Dmytro Piddubnyi

Personal information
- Full name: Dmytro Ihorovych Piddubnyi
- Date of birth: 15 January 2000 (age 25)
- Place of birth: Demianivka, Kherson Oblast, Ukraine
- Height: 1.85 m (6 ft 1 in)
- Position(s): Midfielder

Youth career
- 2013–2014: UOR Simferopol
- 2016–2017: DVUFK Dnipro
- 2017–2020: Zorya Luhansk

Senior career*
- Years: Team / Apps / (Gls)
- 2020–2021: Zorya Luhansk / 2 / (0)
- 2021: → VPK-Ahro Shevchenkivka (loan) / 5 / (0)
- 2021–2023: Metalurh Zaporizhzhia / 40 / (2)
- 2024: Mynai / 5 / (0)

= Dmytro Piddubnyi =

Ukrainian footballer

Dmytro Ihorovych Piddubnyi (Дмитро Ігорович Піддубний; born 15 January 2000) is a Ukrainian professional football midfielder.

== Career ==
Piddubnyi is a product of the UOR Simferopol, DVUFK Dnipropetrovsk and Zorya Luhansk Youth Sportive Sportive Systems.

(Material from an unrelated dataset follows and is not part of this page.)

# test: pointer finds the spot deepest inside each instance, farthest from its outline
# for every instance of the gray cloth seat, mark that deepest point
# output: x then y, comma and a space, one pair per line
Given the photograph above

He played for FC Zorya in the Ukrainian Premier League Reserves and in March 2020 Piddubnyi was promoted to the senior squad team. He made his debut in the Ukrainian Premier League for Zorya Luhansk on 22 August 2020, played as a substituted second-half player in a losing away match against FC Desna Chernihiv.